For GIZ, and in line with the 2030 Agenda for Sustainable Development and the new European Consensus on Development, gender equality is seen as a goal in itself, as a value, as a guiding principle for action and as a key target dimension for all sectors and fields of action.

In this context, the EnDev Project believes that access to energy is essential for meeting basic human needs, as well as helping to reduce poverty, improve health, and enable people to have educational and economic opportunities. From a gender perspective, access to modern energy and sustainable energy services can help to significantly reduce women's excessive work burdens, as well as promote health conditions and opportunities for entrepreneurship and capacity building in communities.
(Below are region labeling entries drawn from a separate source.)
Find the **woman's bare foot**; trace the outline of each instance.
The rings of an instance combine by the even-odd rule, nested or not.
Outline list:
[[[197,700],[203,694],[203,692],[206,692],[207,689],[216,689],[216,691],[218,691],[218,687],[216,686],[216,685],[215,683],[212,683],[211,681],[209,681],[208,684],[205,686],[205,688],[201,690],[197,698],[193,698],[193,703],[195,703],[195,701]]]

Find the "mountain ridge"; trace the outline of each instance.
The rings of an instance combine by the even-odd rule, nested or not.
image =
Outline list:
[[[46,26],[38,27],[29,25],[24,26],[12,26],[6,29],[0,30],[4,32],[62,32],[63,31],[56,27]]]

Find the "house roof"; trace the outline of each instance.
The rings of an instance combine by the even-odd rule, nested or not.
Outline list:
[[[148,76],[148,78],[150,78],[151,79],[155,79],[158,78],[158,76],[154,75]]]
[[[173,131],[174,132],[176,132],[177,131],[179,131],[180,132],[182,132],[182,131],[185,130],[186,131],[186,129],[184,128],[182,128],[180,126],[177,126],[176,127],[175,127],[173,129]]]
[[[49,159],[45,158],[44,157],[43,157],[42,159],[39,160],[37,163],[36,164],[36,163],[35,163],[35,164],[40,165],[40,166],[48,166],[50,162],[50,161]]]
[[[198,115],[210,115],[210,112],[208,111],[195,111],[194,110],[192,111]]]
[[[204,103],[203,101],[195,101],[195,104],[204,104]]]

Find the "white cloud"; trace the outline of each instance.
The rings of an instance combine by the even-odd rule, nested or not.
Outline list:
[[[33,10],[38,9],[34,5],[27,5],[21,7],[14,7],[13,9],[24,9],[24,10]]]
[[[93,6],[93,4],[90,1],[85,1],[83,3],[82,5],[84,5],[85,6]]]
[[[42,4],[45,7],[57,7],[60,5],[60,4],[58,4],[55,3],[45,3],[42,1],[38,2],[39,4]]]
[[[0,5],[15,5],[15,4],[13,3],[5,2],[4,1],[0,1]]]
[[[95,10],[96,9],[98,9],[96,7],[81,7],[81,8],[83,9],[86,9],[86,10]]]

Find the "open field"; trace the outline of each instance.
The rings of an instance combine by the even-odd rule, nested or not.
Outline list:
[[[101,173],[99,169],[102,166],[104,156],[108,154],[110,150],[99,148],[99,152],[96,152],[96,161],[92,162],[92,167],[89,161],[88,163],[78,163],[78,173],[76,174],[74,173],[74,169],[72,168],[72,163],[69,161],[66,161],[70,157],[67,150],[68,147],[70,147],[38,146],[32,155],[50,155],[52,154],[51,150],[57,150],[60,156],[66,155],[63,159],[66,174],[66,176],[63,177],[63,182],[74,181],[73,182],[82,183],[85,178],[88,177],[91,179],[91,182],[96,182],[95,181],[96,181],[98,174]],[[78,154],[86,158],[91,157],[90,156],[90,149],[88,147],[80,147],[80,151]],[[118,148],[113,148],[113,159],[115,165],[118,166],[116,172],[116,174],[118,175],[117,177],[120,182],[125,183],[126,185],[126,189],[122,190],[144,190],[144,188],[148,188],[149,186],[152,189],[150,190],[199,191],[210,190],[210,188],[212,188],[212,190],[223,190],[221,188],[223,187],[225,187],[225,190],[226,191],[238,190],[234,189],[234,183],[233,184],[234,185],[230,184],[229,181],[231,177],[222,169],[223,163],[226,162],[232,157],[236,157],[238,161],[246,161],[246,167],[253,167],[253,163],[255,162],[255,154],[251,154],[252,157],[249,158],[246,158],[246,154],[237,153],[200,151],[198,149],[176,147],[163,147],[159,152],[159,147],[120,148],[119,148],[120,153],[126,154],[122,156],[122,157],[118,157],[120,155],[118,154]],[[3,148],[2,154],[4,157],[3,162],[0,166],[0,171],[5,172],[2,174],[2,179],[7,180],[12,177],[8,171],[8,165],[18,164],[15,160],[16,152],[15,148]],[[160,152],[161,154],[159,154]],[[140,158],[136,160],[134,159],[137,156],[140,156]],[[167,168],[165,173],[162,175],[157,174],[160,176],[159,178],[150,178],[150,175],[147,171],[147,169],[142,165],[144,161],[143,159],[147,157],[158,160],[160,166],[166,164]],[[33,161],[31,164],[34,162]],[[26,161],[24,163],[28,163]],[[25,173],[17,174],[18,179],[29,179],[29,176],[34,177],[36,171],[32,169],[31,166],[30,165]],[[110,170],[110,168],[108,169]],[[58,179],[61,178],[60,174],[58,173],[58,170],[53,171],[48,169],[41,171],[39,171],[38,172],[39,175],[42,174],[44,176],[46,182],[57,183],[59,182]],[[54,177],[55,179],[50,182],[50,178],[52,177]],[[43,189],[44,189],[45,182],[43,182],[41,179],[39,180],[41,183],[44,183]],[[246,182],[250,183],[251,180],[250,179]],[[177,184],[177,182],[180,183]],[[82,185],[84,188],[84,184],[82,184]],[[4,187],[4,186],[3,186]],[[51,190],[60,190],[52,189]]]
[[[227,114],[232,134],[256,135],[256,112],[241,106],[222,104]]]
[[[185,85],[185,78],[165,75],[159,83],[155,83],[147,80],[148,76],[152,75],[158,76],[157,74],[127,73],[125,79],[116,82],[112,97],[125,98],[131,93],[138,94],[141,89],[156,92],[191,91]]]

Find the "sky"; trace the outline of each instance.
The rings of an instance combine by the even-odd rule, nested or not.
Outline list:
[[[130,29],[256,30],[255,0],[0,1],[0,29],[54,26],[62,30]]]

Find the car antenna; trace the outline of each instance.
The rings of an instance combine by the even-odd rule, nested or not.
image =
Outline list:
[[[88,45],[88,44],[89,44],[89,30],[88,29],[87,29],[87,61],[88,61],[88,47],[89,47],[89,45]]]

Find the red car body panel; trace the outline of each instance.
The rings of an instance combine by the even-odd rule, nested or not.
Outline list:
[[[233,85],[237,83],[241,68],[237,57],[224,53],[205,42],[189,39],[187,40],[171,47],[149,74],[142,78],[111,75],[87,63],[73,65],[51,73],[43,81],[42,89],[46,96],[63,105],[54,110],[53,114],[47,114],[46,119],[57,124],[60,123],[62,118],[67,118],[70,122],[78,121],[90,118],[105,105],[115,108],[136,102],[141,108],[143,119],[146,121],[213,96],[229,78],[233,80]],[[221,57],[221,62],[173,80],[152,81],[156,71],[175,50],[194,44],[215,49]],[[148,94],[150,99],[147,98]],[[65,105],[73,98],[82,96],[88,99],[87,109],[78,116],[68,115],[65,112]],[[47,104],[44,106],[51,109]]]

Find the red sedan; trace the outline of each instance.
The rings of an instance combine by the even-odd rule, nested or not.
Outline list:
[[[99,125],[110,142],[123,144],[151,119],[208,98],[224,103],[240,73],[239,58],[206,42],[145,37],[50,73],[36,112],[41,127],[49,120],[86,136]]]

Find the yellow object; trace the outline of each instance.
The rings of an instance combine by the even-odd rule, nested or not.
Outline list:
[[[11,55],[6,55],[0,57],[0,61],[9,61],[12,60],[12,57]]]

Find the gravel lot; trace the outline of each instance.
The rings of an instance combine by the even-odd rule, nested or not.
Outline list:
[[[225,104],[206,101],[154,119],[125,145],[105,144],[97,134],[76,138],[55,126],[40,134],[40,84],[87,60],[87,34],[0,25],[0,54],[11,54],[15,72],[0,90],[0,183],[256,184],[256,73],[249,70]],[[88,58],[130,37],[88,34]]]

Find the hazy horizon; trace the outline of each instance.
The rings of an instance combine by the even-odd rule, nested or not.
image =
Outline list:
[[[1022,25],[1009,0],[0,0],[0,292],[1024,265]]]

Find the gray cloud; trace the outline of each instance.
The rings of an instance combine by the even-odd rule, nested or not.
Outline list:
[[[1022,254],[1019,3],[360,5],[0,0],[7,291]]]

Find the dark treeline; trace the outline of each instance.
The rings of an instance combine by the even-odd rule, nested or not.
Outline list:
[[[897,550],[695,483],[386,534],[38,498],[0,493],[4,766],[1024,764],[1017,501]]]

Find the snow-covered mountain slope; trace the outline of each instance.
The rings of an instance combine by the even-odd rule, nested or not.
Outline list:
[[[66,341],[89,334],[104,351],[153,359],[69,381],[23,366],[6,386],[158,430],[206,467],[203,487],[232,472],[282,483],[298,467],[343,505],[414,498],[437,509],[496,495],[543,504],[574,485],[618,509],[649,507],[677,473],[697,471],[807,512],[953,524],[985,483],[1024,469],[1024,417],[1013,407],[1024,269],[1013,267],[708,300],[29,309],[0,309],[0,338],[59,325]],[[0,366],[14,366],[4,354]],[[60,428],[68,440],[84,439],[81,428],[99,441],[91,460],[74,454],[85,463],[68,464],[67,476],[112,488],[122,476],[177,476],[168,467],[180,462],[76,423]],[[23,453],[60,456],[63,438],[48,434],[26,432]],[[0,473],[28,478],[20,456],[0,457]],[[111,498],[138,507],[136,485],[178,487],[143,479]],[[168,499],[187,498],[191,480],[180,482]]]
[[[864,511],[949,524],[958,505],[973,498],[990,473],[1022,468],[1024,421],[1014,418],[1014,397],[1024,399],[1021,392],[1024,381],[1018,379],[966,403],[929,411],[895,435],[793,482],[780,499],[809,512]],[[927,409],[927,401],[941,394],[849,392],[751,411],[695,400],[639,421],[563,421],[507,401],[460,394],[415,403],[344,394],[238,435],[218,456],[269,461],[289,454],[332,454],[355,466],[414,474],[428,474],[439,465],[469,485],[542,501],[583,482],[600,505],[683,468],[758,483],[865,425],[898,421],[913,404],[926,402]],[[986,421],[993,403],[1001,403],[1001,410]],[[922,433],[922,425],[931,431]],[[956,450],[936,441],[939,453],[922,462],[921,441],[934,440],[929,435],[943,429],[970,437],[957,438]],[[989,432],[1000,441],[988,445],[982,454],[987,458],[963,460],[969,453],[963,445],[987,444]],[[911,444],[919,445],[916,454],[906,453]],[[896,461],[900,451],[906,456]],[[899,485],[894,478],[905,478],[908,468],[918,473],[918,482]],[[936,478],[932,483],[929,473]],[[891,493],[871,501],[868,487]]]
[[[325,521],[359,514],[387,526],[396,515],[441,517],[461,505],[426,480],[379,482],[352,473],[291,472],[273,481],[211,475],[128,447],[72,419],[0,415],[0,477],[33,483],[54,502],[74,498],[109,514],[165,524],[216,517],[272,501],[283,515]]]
However, social gender roles, which assign different tasks and expectations to men and women, imply different needs, including energy needs. This in turn produces differentiated benefits, with men generally benefiting more than women from energy access and use.

For this reason, although the EnDev project in Bolivia was not originally conceived with a gender focus, over the years it has worked on elements such as the sensitisation of its staff to incorporate and mainstream a gender perspective in all areas of work. This also includes the characterisation of local contexts to make specific needs visible, as well as the adaptation of ways of working in accordance with the different local realities (geographical, socio-cultural, etc.).

In 2016, EnDev Bolivia developed a Gender Strategy with the intention of specifying strategies, actions and indicators for each area of work to support greater participation and empowerment of women in different aspects related to access and use of modern energy.

The Strategy is constantly being refined, and now incorporates actions that seek to further unlock the transformative potential of energy in women's lives.